Data source and processing

(This section is identical to which in GEEK's manuscript.)

PPI

We downloaded the human PPIs from BioGRID version 3.4.162. Only physical interactions were included in our network. (Corresponding to the Whole genome, raw PPI table package.)

Genomic bin and reference genome

We used 50kb non-overlapping bins that tiled the whole genome based on the hg19 human reference sequence. The rationales for this bin size and the performance comparisons with two other bin sizes are provided in Supplementary Materials (please refer to GEEK's manuscript).

Genes

We downloaded the gene annotation file of Gencode version 10 from Roadmap Epigenomics 52.

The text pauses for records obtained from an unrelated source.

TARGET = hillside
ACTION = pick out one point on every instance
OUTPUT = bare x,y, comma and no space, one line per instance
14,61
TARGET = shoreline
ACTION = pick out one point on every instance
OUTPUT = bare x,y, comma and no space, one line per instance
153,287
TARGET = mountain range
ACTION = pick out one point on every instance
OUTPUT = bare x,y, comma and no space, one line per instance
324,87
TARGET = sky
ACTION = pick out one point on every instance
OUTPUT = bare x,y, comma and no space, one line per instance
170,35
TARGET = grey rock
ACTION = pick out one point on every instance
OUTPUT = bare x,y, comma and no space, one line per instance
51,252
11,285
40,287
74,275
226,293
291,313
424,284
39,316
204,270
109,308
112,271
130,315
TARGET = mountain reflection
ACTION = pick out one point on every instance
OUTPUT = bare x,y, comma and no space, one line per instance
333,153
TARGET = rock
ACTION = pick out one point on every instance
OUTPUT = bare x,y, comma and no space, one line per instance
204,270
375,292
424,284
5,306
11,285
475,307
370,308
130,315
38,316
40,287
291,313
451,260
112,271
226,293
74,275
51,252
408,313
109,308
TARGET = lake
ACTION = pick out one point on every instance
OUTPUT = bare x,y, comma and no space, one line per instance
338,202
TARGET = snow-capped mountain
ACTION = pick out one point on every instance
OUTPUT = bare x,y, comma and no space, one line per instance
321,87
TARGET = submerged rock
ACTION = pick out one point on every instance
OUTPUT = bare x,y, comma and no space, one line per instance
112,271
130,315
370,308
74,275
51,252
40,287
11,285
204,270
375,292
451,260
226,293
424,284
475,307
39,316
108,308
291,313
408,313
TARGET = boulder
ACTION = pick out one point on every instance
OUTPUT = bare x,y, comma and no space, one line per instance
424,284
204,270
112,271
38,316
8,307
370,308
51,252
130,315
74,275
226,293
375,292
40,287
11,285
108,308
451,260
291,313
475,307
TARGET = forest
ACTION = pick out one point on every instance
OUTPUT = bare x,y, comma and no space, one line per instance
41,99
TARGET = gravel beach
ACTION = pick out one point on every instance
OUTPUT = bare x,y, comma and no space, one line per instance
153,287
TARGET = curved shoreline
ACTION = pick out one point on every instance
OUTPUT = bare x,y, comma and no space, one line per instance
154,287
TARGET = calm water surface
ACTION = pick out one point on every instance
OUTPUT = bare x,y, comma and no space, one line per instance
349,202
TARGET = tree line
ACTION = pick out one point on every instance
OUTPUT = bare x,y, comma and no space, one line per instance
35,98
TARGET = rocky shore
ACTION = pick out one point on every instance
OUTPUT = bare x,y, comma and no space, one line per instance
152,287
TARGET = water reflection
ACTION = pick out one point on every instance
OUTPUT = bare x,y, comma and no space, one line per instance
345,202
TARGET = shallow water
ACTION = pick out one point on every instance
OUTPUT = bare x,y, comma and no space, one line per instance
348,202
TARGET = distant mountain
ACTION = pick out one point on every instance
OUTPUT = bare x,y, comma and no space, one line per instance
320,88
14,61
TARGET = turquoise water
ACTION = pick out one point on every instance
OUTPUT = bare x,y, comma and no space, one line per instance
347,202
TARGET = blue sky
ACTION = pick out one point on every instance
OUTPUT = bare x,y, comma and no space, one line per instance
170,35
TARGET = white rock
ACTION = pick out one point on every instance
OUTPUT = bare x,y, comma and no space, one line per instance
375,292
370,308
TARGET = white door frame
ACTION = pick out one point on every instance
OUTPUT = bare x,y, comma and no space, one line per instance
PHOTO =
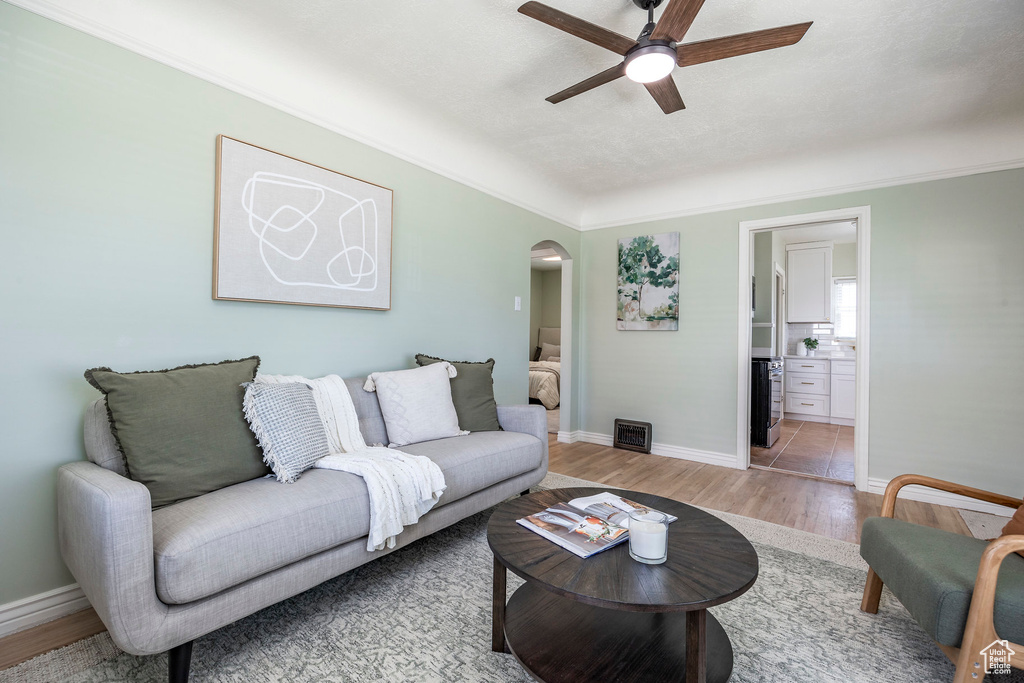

Chromatin accessibility and gene expression

We downloaded DNase-seq and gene expression data of the human lymphoblastoid cells GM12878, human chronic myeloid leukemia cells K562, normal human epidermal keratinocytes NHEK, human umbilical vein endothelial cells HUVEC, and human primary mammary epithelial cells HMEC from Roadmap Epigenomics in the form of p-values and Reads Per Kilobase per Million mapped reads (RPKM), respectively. The DNase I signal of each genomic bin was defined as the average of the negative log p-values of the genomic positions involved. Each genomic bin was then given a DNase class label of 1 if its signal value was larger than the median, or 0 otherwise.

Hi-C

We downloaded Hi-C data of mapping quality ≥ 30 of GM12878, K562, NHEK, HUVEC and HMEC from NCBI Gene Expression Omnibus with accession number GSE63525. We then used Juicer version 1.5.6 to identify raw bin-bin interactions at 50kb resolution, and the Python version of Fit-Hi-C version 2.0.7 to call significant interactions at q-value threshold of 0.005. For the per-chromosome setting, the parameter “chromosome region” was set to “intraOnly” to consider only intra-chromosomal interactions while for the whole-genome setting, the parameter was set to “All” to consider both intra- and inter-chromosomal interactions. The q-values were then transformed by negative logarithm to serve as bin-bin interaction weights.